The Hohenstaufen had therefore managed to keep the crown against the revival of the Guelphs. But the real victors were the German princes, who had decided the outcome of the struggle with the weight of their strength, and they reaped the greatest benefits. In fact, the importance of the reign of Frederick II for the history of Germany is given above all by the fact that it marked a decisive phase in the process of formation of the territorial lords. If the new constitutional order of Germany only in the middle of the century. XIV will have the legal sanction, with regard to the great ecclesiastical and lay princes, with the Golden Bull, it can be said that it is fixed right now in its essential lines.
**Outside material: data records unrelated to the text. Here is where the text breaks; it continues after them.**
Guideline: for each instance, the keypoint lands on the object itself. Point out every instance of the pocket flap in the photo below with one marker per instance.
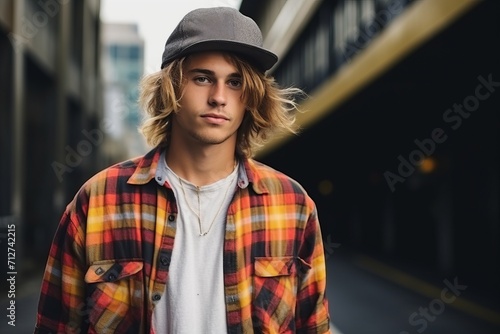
(273, 266)
(112, 270)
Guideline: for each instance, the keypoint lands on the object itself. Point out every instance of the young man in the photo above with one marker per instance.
(195, 236)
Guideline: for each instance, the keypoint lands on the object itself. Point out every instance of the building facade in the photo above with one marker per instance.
(50, 113)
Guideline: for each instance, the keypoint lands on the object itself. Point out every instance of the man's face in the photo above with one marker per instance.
(211, 105)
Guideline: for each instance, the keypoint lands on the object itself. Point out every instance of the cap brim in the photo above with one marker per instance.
(259, 57)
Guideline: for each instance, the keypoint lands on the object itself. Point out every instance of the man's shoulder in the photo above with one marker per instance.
(268, 176)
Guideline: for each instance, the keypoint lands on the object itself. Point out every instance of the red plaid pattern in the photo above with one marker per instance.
(108, 263)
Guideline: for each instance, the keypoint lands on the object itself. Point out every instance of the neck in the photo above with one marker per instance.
(201, 168)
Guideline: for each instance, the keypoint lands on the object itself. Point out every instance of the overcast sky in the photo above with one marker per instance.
(156, 20)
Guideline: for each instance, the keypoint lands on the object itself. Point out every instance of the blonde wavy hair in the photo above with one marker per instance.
(270, 108)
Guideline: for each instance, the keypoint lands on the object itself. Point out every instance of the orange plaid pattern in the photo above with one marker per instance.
(108, 263)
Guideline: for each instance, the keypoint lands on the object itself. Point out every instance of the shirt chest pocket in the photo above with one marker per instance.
(274, 294)
(115, 295)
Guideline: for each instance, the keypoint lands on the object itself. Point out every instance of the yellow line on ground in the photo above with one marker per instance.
(417, 285)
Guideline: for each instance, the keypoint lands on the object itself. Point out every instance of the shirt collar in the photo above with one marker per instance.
(152, 165)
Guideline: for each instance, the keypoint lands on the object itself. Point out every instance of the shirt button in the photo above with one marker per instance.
(164, 261)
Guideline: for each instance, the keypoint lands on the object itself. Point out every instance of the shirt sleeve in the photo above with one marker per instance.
(61, 307)
(312, 315)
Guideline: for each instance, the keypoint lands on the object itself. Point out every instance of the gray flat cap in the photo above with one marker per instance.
(218, 29)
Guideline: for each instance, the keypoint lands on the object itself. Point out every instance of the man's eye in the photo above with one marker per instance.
(235, 83)
(201, 79)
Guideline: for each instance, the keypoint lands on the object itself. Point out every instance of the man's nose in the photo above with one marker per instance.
(218, 94)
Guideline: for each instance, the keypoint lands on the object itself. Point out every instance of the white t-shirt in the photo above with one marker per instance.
(194, 299)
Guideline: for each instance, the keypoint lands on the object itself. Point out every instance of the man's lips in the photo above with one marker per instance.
(215, 118)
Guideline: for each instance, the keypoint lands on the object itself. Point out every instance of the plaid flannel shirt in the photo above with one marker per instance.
(108, 263)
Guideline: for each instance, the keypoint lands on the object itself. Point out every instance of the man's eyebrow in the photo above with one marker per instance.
(212, 73)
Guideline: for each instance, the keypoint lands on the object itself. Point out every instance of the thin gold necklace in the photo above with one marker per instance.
(198, 214)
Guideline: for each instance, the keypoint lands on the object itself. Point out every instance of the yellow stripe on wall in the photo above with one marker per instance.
(417, 24)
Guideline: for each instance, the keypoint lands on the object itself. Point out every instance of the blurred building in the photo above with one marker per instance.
(400, 146)
(122, 68)
(50, 116)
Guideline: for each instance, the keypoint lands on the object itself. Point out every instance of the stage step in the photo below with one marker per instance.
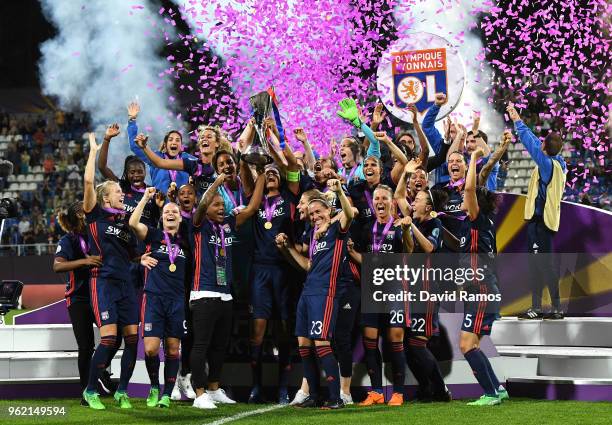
(34, 338)
(560, 388)
(578, 362)
(570, 332)
(40, 365)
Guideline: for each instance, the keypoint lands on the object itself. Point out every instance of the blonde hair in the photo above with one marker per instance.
(103, 190)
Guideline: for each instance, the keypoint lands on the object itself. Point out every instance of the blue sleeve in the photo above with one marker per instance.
(534, 147)
(431, 132)
(374, 148)
(492, 179)
(132, 133)
(64, 249)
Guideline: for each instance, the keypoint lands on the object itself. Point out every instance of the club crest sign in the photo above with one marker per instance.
(414, 69)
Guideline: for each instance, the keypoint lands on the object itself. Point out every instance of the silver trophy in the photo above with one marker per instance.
(258, 153)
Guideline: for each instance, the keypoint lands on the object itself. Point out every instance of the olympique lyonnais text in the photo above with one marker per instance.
(412, 275)
(446, 296)
(421, 60)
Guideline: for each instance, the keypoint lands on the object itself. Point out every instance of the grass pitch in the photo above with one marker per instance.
(518, 411)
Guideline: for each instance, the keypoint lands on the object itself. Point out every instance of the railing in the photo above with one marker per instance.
(27, 249)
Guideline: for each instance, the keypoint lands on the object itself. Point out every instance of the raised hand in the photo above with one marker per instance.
(415, 113)
(160, 199)
(349, 111)
(440, 99)
(478, 153)
(93, 146)
(133, 110)
(300, 134)
(141, 141)
(281, 240)
(378, 115)
(111, 131)
(383, 137)
(412, 165)
(476, 122)
(334, 185)
(514, 116)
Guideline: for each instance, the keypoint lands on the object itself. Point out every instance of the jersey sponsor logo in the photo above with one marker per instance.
(117, 232)
(216, 240)
(163, 249)
(277, 213)
(130, 209)
(320, 246)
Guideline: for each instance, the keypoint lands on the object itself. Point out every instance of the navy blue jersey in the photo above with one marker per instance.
(160, 280)
(150, 214)
(478, 236)
(328, 254)
(453, 216)
(207, 250)
(281, 220)
(110, 237)
(432, 230)
(77, 281)
(392, 242)
(203, 174)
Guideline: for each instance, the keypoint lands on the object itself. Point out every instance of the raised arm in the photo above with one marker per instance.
(483, 176)
(347, 209)
(167, 164)
(254, 203)
(424, 146)
(407, 239)
(458, 141)
(309, 159)
(139, 228)
(469, 196)
(429, 128)
(111, 132)
(89, 191)
(207, 198)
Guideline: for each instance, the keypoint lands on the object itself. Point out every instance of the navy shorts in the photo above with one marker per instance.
(113, 301)
(316, 317)
(478, 316)
(162, 316)
(270, 292)
(425, 322)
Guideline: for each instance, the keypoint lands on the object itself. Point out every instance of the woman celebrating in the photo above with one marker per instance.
(113, 297)
(163, 302)
(211, 291)
(480, 243)
(171, 148)
(318, 305)
(384, 238)
(72, 257)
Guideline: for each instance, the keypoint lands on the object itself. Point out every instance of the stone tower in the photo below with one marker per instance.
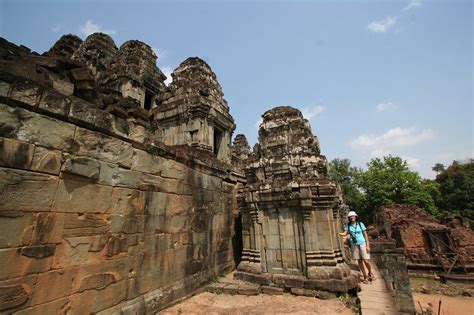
(290, 210)
(193, 111)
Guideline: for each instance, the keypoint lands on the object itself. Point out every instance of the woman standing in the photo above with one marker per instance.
(359, 242)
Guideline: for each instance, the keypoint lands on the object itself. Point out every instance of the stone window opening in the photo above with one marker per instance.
(149, 99)
(218, 134)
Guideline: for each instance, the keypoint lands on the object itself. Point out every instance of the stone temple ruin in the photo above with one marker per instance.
(120, 194)
(290, 210)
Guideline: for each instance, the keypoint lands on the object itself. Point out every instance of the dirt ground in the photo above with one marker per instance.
(449, 305)
(209, 303)
(456, 298)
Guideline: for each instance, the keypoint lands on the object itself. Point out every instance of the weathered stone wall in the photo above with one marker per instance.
(96, 217)
(428, 244)
(392, 265)
(290, 210)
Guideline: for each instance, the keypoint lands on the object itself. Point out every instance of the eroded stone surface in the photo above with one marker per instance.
(290, 209)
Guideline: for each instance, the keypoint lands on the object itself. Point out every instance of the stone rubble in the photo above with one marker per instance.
(291, 210)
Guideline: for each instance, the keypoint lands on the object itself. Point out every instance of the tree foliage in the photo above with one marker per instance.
(456, 186)
(386, 181)
(342, 171)
(389, 181)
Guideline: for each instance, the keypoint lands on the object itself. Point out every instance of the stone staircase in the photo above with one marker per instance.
(374, 297)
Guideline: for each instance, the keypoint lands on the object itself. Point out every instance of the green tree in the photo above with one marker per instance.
(438, 168)
(389, 181)
(457, 187)
(345, 174)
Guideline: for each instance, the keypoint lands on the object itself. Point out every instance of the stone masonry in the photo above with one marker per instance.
(290, 210)
(100, 210)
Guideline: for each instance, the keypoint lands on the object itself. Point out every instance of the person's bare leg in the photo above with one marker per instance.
(368, 266)
(361, 267)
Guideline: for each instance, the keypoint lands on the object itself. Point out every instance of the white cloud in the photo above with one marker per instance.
(386, 107)
(311, 112)
(167, 71)
(159, 52)
(56, 28)
(90, 28)
(413, 162)
(394, 138)
(412, 4)
(382, 26)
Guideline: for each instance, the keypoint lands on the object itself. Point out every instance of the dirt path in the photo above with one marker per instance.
(449, 305)
(209, 303)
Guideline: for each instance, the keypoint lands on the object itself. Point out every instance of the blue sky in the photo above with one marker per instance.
(373, 77)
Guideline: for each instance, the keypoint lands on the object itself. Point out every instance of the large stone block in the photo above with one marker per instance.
(88, 115)
(55, 103)
(13, 296)
(35, 128)
(82, 197)
(127, 201)
(26, 92)
(60, 306)
(85, 224)
(173, 169)
(4, 88)
(16, 264)
(82, 250)
(46, 161)
(93, 301)
(16, 154)
(48, 228)
(143, 161)
(103, 147)
(82, 166)
(53, 285)
(113, 175)
(16, 184)
(97, 281)
(16, 228)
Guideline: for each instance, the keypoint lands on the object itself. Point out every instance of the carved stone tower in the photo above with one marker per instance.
(193, 110)
(290, 210)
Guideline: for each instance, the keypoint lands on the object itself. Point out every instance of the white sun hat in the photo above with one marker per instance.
(352, 213)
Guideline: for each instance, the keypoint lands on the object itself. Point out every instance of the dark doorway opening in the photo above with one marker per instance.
(237, 243)
(217, 141)
(149, 99)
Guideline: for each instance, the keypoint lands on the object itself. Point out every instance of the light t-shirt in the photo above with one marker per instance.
(356, 230)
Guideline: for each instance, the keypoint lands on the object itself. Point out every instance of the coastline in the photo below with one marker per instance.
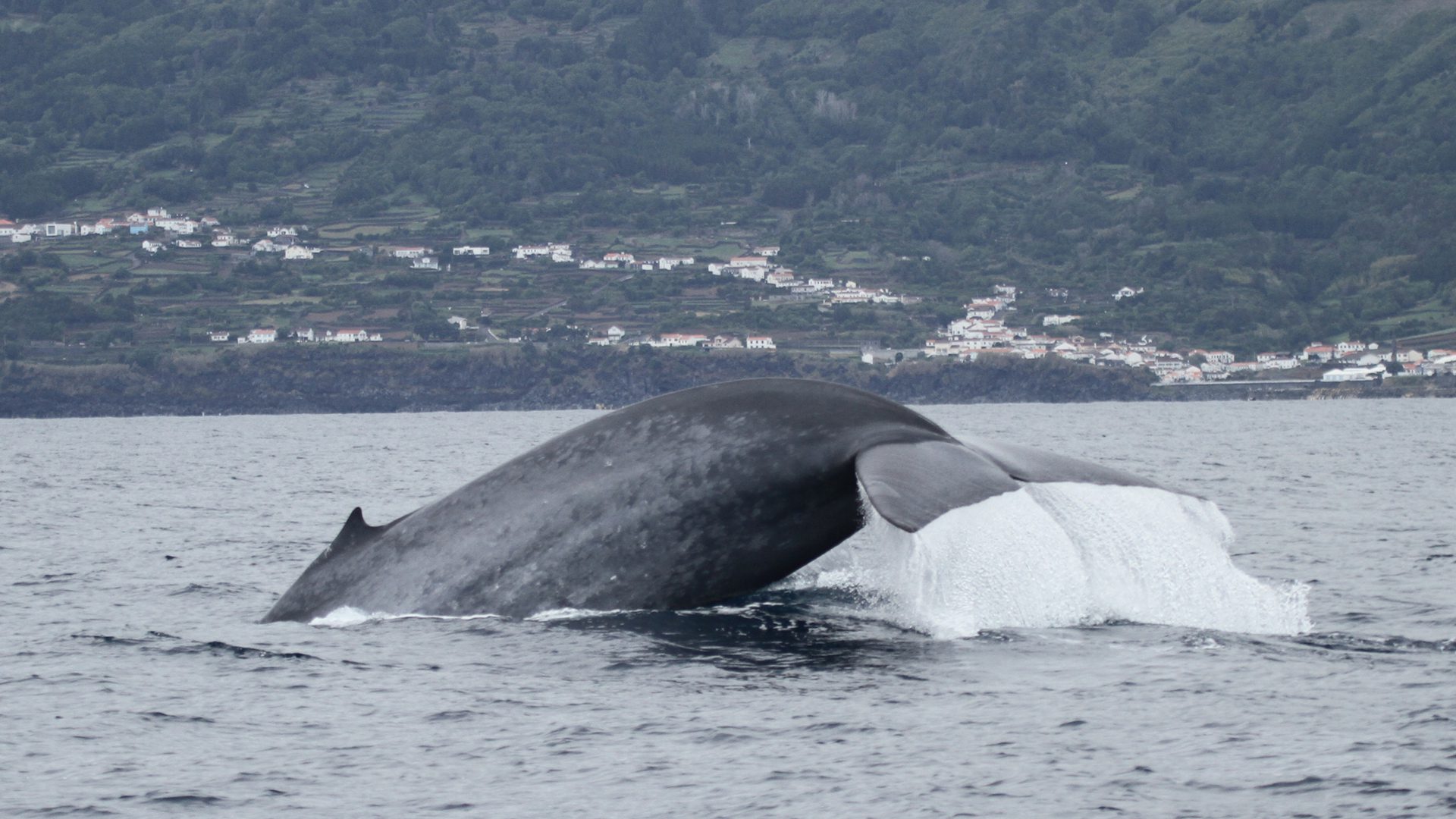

Frederick II, who felt the kingdom of Sicily more his own than the Germanic one, really opened the series of emperors who, having their own state more or less linked in the body of the Empire, to obtain the possibility of ensuring its consolidation with peace in Germany, are willing to legitimize, with all the concessions, the profound upheaval that took place in the relations between the monarchy and the German princes, and in order for their and the family’s dominion over this personal state to be concrete, they renounce giving concrete existence to their kingdom in Germany. Their very title, moreover, had for some time already been an indication of the phenomenon that was manifesting itself: from the time of Henry IV, it, after the previous fluctuations, was unable to fix itself in the concrete term of rex Germaniae or Germanorum, or Theutonicorum, but it remains established in the vague formula of rex Romanorum, whose abstractness well corresponded to that indefinite and indefinable entity in which their kingdom in Germany had ended up being.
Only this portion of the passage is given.